L’anno scorso, proprio in questo periodo, con "Visionarie" abbiamo incrociato i pensieri, fatto rete con le donne che scrivono, fanno cinema, televisione. Con oltre mille presenze, in due giorni di discussioni appassionate, abbiamo avuto un grande successo, anche per la sorellanza che si crea tra donne che lavorano nello stesso ambiente. Mai avremmo immaginato, nemmeno nel peggior universo distopico di Margaret Atwood o di "Ragazze elettriche", quello che oggi stiamo attraversando. È un momento complicato, non credo che riusciremo a fare l’edizione di ottobre, soprattutto per via delle carenze economiche, perché nessuno sponsor in questo momento rischierebbe di investire le proprie energie in un progetto senza essere sicuro che si realizzerà. Nonostante questo, io ho cercato di tenere insieme tutte le protagoniste di "Visionarie 2019", di continuare a parlarci, attraverso una serie di video testimonianze. Ho anche ideato una call, pubblicata sul sito di "Visionarie" e rivolta alle giovani sceneggiatrici. L'obiettivo finale sarà un pitch day online, in cui ogni giovane partecipante potrà presentare la sua opera ai produttori. È un modo per creare dei supporti a favore del lavoro delle giovani donne che fanno cinema.

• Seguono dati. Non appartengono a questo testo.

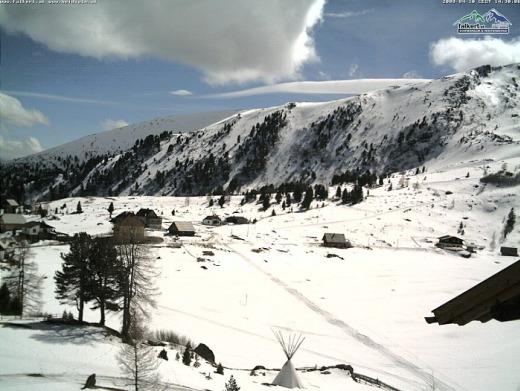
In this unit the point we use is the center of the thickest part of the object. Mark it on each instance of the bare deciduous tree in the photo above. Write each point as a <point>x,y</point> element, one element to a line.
<point>136,281</point>
<point>138,360</point>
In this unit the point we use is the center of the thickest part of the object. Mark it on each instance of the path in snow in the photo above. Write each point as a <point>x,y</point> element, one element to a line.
<point>352,332</point>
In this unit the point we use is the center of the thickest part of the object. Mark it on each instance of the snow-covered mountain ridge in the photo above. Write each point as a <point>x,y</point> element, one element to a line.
<point>462,117</point>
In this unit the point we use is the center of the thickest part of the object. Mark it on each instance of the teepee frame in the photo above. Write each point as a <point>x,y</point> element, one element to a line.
<point>291,345</point>
<point>288,377</point>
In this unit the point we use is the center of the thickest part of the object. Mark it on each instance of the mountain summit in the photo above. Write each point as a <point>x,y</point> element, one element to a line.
<point>469,116</point>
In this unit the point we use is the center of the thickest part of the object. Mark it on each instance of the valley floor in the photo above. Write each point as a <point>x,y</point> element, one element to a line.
<point>363,306</point>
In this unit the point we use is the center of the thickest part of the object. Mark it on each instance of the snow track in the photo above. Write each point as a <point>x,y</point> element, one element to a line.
<point>419,372</point>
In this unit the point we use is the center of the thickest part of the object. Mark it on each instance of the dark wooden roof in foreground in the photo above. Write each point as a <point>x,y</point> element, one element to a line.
<point>497,297</point>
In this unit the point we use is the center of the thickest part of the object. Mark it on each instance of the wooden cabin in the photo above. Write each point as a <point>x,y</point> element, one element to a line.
<point>37,230</point>
<point>129,229</point>
<point>150,218</point>
<point>335,240</point>
<point>237,220</point>
<point>497,297</point>
<point>11,206</point>
<point>449,242</point>
<point>182,228</point>
<point>12,222</point>
<point>212,220</point>
<point>509,251</point>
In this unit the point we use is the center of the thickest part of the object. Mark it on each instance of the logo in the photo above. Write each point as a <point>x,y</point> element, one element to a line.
<point>492,22</point>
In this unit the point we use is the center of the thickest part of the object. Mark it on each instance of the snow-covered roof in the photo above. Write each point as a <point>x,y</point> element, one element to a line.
<point>11,202</point>
<point>334,238</point>
<point>145,212</point>
<point>212,217</point>
<point>12,219</point>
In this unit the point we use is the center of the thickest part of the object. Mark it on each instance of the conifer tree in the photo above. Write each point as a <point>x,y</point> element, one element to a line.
<point>265,201</point>
<point>5,299</point>
<point>510,222</point>
<point>73,279</point>
<point>309,196</point>
<point>220,369</point>
<point>231,385</point>
<point>104,269</point>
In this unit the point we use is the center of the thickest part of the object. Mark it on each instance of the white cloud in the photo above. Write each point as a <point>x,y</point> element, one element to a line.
<point>12,112</point>
<point>232,41</point>
<point>352,70</point>
<point>11,149</point>
<point>412,75</point>
<point>463,54</point>
<point>348,14</point>
<point>347,87</point>
<point>181,92</point>
<point>110,124</point>
<point>60,98</point>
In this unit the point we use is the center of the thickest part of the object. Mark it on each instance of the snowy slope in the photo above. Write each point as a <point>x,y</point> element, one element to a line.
<point>364,306</point>
<point>459,118</point>
<point>121,139</point>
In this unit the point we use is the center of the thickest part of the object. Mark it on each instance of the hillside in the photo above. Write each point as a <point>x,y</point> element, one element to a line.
<point>462,117</point>
<point>121,139</point>
<point>363,306</point>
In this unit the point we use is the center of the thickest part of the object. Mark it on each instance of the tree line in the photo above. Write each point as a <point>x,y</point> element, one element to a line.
<point>107,275</point>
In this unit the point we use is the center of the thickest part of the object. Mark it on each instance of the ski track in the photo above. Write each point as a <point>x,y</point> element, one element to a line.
<point>349,330</point>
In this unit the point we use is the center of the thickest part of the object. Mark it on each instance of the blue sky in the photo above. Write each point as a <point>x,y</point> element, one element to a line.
<point>84,84</point>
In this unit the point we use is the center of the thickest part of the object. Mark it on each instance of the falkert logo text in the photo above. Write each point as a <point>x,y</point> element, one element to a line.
<point>492,22</point>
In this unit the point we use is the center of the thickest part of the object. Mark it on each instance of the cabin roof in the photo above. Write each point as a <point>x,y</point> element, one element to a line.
<point>497,297</point>
<point>145,212</point>
<point>130,220</point>
<point>11,202</point>
<point>122,216</point>
<point>331,237</point>
<point>446,237</point>
<point>12,218</point>
<point>182,226</point>
<point>212,217</point>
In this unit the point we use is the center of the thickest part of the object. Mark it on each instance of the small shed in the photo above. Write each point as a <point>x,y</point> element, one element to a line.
<point>182,228</point>
<point>11,206</point>
<point>213,220</point>
<point>11,222</point>
<point>150,218</point>
<point>237,220</point>
<point>450,242</point>
<point>121,216</point>
<point>335,240</point>
<point>129,228</point>
<point>6,249</point>
<point>498,298</point>
<point>509,251</point>
<point>38,230</point>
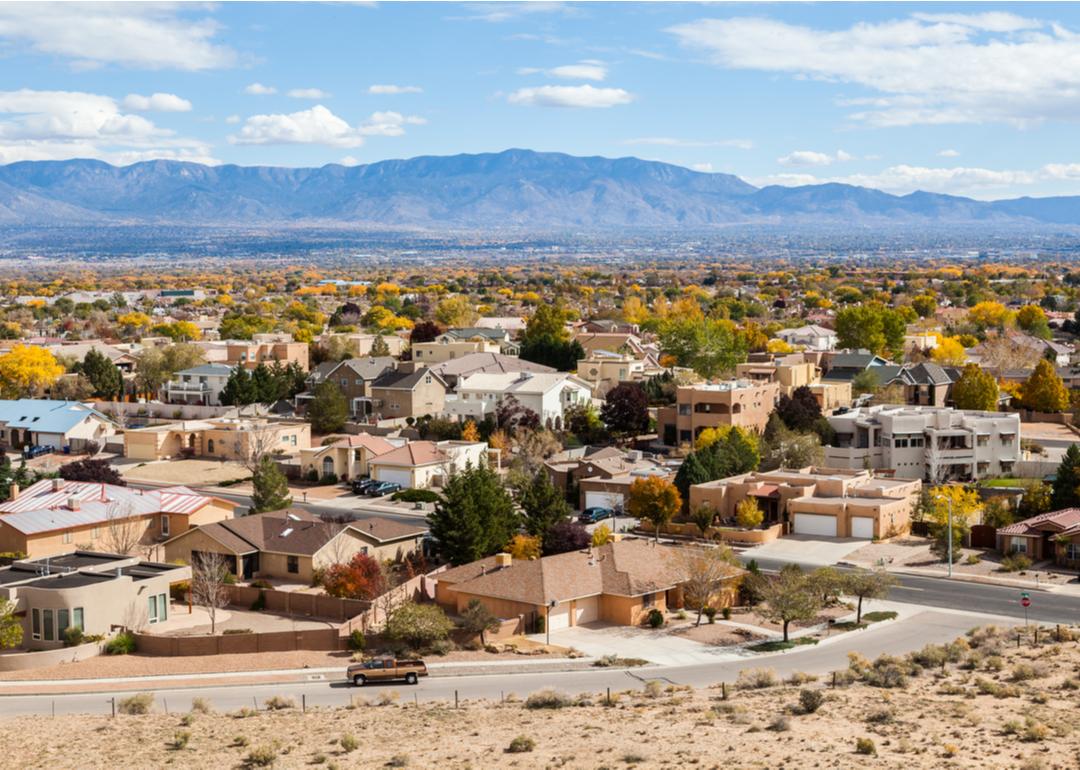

Qual è stata, secondo lei, la prerogativa della risposta femminile a questa emergenza non solo sanitaria, anche sociale ed economica?
La prerogativa della risposta femminile è stata molto importante, soprattutto perché abbiamo visto che non ha funzionato la risposta machista alla pandemia. Non ha funzionato negarne la portata, da parte di alcuni leader "che non devono chiedere mai". Non ha funzionato l’esercizio muscolare. Invece sono state efficaci le scelte politiche di chi, come abbiamo visto nei paesi governati da donne, ha agito in prima persona, ha costruito relazioni, ha cercato di tenere insieme vita e politica, in un'ottica plurale. Anche durante la pandemia, le donne hanno dimostrato che è importante accogliere le fragilità, fare comunità, ricordarsi che non siamo proprietari assoluti del mondo, come pensiamo. C’è una specificità femminile anche nella risposta alle emergenze.
Molte giovani registe stanno raccontando, attraverso documentari e film condivisi, la pandemia. Lo sguardo femminile dietro la macchina da presa può uscire rafforzato da questa esperienza?
Credo che questo sguardo possa dare un contributo unico alla narrazione. Da che cosa ripartiremo quando usciremo di nuovo dalle nostre case? Dovremo fare appello alla nostra forza, ci serviranno tutto il sapere, la gioia, l’intelligenza possibili, per dare un senso e cercare strade alternative. Le donne, anche dietro la macchina da presa, stanno cercando percorsi nuovi da intraprendete, dentro e oltre la crisi mondiale in atto. Avremo ancora più bisogno di spazi di riflessione, di discussione, di confronto. Noi donne, anche professioniste del cinema, stiamo cercando di farlo, soprattutto grazie alla nostra capacità di costruire reti. Questo emerge anche dai numerosi progetti cinematografici al femminile che stanno nascendo per documentare questo momento.
La battuta di arresto imposta al mondo dell'audiovisivo ha rivelato tutti i vulnus atavici di questo settore produttivo, che riguardano principalmente il lavoro. Come fare tesoro di questa lezione e quali le questioni prioritarie da affrontare?
Secondo me bisogna segnare un nuovo passaggio, anche con un rituale narrativo del momento storico che stiamo attraversando. Si tratta anche di ricostruire una memoria collettiva e tutto questo merita un titolo, un capitolo, una sua speciale narrativa. Abbiamo provato di possedere la forza di continuare a lavorare insieme. Possiamo cambiare le cose. Il tema scelto per "Visionarie 2020" era proprio la forza delle donne, in tutte le sue declinazioni, da eroine a streghe. Questo tema resta aperto, da affrontare, nella strada che abbiamo di fronte fino alla fine di questo lungo anno.